I made a lexer that takes in custom token rules, and outputs a stream of tokens. Similar too moo.js, my first take at this was a pretty good success, though it was very slow. (There was a bottle neck when matching results, wasn’t using roblox’s pattern references at the time). Coming in at about 3 milliseconds for a 3 lined string, and scaled linearly just about based on the token size. I was comparing it to boat bombers lexer speeds, which was extremely faster, about 0.1 milliseconds for that same string, and only seeing upwards of ~4 milliseconds after I had had enough, seeing my lexer was reaching 30-40 milliseconds. I went back to the drawing board, and after a few frustrating roblox crashes (Had so much trouble with coroutines), I’ve made a faster lexer which can take in custom token and supports type and value transforms. With speeds comparable to boat’s lexer. Some example code is below, same string, invoked in separate coroutines, and outputs how fast both lexers did.

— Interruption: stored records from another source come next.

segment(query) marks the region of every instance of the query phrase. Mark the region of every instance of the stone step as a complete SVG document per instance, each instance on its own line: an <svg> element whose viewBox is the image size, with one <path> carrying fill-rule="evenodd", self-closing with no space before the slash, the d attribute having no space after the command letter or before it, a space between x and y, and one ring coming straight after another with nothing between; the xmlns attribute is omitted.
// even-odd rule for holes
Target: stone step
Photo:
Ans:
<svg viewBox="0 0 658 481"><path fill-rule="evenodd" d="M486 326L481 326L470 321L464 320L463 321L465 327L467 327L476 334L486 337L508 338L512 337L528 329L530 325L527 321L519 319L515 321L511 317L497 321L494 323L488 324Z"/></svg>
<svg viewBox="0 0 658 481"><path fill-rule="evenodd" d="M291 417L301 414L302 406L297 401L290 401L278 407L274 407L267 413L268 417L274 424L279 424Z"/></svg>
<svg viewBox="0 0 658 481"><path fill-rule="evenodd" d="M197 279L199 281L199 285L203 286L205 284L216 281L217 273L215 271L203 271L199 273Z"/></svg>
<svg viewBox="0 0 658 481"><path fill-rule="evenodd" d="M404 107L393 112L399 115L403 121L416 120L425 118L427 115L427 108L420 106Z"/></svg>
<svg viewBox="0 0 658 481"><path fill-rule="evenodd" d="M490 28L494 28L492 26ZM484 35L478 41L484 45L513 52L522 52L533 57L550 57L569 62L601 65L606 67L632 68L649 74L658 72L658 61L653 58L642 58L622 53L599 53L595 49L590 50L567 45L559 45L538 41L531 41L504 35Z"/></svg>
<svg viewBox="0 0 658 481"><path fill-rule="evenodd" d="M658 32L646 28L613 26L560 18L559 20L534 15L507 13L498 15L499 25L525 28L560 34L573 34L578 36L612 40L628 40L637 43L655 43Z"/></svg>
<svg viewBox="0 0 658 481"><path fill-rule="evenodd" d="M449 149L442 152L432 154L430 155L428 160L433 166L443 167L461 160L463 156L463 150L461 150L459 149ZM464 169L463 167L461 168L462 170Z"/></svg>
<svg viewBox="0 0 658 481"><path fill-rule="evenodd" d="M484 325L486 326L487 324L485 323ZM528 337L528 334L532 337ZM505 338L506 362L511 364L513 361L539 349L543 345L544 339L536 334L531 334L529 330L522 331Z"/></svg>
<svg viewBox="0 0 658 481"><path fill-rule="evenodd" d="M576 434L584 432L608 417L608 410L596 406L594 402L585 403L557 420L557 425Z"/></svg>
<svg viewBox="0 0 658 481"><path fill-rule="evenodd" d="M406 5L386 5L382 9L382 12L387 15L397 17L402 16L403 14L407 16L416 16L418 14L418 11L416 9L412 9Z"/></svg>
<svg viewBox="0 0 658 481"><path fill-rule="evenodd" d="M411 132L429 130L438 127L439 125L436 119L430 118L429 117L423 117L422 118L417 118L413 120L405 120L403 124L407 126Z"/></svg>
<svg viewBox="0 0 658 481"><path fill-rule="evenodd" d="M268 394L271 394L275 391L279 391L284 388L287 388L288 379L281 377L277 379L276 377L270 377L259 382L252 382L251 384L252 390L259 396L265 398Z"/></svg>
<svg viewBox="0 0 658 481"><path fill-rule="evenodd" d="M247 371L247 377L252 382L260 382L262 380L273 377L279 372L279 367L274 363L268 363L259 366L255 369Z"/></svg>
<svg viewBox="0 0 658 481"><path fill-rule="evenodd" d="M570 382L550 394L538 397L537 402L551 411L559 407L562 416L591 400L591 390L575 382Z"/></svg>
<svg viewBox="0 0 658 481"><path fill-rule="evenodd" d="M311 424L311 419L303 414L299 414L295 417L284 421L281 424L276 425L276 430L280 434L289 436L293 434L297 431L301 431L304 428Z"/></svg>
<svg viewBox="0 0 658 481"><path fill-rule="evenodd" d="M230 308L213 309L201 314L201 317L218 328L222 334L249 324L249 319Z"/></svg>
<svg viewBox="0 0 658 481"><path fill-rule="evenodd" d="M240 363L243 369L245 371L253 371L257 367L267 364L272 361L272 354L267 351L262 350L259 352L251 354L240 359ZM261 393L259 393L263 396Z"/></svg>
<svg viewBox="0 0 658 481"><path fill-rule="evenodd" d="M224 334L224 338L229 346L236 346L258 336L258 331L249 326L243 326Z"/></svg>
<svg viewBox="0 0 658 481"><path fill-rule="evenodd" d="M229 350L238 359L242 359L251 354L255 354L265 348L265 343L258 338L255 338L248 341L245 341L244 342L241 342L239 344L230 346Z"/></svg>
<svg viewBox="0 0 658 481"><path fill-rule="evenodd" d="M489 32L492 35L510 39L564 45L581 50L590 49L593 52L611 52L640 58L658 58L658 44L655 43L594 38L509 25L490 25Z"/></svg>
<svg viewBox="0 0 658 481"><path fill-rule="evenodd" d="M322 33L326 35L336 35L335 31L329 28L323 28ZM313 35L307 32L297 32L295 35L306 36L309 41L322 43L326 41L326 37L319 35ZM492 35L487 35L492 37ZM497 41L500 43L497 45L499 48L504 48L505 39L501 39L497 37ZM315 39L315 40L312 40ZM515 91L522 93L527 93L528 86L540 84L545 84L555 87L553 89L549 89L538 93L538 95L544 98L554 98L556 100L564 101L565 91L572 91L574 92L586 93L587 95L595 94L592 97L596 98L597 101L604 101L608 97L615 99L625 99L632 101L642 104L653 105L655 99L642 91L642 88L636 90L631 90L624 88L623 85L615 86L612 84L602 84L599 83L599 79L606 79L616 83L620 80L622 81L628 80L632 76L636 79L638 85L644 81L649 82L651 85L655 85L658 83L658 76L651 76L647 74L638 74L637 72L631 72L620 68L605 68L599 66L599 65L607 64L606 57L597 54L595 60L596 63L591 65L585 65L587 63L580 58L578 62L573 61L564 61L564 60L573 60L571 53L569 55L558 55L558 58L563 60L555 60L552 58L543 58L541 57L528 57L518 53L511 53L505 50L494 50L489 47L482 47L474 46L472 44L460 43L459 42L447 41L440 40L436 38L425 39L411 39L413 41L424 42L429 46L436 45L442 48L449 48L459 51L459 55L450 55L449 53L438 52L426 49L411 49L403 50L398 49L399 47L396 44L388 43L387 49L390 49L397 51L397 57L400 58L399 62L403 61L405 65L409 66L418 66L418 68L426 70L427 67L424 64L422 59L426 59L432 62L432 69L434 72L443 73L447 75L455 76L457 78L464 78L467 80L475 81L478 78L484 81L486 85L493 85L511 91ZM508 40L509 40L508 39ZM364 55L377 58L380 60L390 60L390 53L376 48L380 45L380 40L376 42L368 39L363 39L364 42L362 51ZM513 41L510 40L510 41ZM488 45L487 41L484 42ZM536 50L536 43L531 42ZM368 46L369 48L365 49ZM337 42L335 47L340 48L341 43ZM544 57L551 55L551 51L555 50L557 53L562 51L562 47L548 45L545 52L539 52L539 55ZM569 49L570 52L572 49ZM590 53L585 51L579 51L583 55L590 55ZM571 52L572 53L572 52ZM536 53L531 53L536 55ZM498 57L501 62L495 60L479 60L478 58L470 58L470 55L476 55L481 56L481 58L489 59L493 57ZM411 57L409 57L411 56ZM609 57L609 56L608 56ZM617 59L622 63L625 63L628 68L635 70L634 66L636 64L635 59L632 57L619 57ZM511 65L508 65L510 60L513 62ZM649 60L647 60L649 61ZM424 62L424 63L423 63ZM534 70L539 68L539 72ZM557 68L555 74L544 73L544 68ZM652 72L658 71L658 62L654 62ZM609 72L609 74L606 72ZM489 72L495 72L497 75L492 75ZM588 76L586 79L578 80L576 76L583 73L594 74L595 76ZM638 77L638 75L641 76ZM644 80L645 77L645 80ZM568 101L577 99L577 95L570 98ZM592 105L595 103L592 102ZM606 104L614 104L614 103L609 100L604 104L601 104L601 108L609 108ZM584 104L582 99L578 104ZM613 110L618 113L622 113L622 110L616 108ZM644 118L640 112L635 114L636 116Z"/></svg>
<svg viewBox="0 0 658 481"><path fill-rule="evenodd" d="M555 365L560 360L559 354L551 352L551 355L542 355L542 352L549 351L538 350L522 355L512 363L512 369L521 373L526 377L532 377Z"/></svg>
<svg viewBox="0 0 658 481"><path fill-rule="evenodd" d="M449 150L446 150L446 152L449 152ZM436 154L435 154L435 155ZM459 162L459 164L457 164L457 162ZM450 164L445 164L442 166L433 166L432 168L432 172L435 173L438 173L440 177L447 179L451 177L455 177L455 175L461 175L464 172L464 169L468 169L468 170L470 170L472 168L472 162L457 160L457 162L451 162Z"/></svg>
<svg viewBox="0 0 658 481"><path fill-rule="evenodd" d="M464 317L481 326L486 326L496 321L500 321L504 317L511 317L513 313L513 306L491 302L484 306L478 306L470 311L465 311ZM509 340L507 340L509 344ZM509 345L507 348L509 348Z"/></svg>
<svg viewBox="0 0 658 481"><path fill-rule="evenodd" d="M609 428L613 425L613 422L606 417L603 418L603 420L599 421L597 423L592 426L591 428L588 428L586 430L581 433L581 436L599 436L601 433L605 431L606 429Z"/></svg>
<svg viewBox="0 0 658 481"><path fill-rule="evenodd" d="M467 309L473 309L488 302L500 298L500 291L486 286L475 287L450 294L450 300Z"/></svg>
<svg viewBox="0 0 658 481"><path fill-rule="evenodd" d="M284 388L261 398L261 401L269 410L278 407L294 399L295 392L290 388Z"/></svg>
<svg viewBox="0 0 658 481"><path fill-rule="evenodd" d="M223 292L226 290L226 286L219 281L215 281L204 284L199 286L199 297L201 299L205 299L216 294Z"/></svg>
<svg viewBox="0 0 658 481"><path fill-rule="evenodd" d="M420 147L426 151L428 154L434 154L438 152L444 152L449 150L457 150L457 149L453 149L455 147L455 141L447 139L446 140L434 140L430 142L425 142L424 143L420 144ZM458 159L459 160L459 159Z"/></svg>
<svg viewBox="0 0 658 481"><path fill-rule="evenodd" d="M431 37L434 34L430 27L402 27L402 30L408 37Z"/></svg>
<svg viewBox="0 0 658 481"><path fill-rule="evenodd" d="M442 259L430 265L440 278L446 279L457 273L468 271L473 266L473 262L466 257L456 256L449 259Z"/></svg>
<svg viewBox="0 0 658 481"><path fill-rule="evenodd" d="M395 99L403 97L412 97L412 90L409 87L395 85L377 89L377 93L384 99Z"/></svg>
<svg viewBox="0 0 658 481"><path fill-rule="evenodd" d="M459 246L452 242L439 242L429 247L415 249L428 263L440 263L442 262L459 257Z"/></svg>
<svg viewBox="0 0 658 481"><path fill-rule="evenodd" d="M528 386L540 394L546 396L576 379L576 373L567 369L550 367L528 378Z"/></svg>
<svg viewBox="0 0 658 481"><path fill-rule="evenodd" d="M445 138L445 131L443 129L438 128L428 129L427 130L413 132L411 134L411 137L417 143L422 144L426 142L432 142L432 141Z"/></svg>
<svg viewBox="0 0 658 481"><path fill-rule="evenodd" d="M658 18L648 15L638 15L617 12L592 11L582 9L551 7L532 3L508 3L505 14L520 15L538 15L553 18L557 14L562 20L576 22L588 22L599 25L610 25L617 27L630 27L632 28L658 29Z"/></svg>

—Edit just realized one of my tokens is messed up , as I said i’ll do more tests and make sure everything is optimal for both sides
local tokens = {
{token = "WS", match = "[ \\t]+"};
{token = "Comment", match = "//.*\\n?"};
{token = "String", match = "(['\"])[^\\n]*%1", type = function(inp)
if inp == "\"\"" or inp == "''" then return "Empty-String" end
end};
{token = "INC-String", match = "(['\"])[^\n]+%1", shouldThrow = true};
{token = "Iden", match = "[a-zA-Z_][a-zA-Z%d_]*", type = function(inp)
local keyword = {"while", "var", "for", "if", "local"}
local builtin = {"print", "string"}
if table.find(keywords, inp) then return "Keywords" elseif table.find(builtins, inp) then return "Global" end
end};
{token = "Number", match = "%d(.?)%d*", type = function(inp)
if string.find(inp, "%.") then
return "Float"
end
return "Number"
end};
{token = "Operators", match = "[:;<>/~%*%(%)\\%-=,{}%.#^%+%%]"};
{token = "newline", match = "\n"};
{token = "exception", match = ".+",error = true}
}
local lexer = lex.compile(tokens)
local testLex = require(script.ModuleScript)
texbox:GetPropertyChangedSignal("Text"):Connect(function()
lexer.reset(texbox.Text)
--My lexer
local nav = testLex.navigator()
nav:SetSource(texbox.Text)
--Boats lexer
coroutine.resume(coroutine.create(function()
local start1 = os.clock()
for token, src in nav.Next do
end
print(string.format("Boat's lexer took %.2f ms", (os.clock()-start1)*1000 ))
end))
coroutine.resume(coroutine.create(function()
local start2 = os.clock()
for token in lexer.next do
end
print(string.format("My lexer took %.2f ms", (os.clock()-start2)*1000 ))
end))
end)
And after (very limited, i’ll be doing way more and heavier benchmarking later) running and pasting a few simple code samples…BOOM!
I’m pretty proud of it, although i’m not too hyped yet, after the further tests, i’ll have to either go back to the drawing board, or I’ll probably release it for public use. Thanks for reading, i’ll have a test link in a few minutes, where you can just open the developer console and see the prints as you type.
Also: @boatbomber , thanks for the inspiration man, your work really inspires me as a programmer.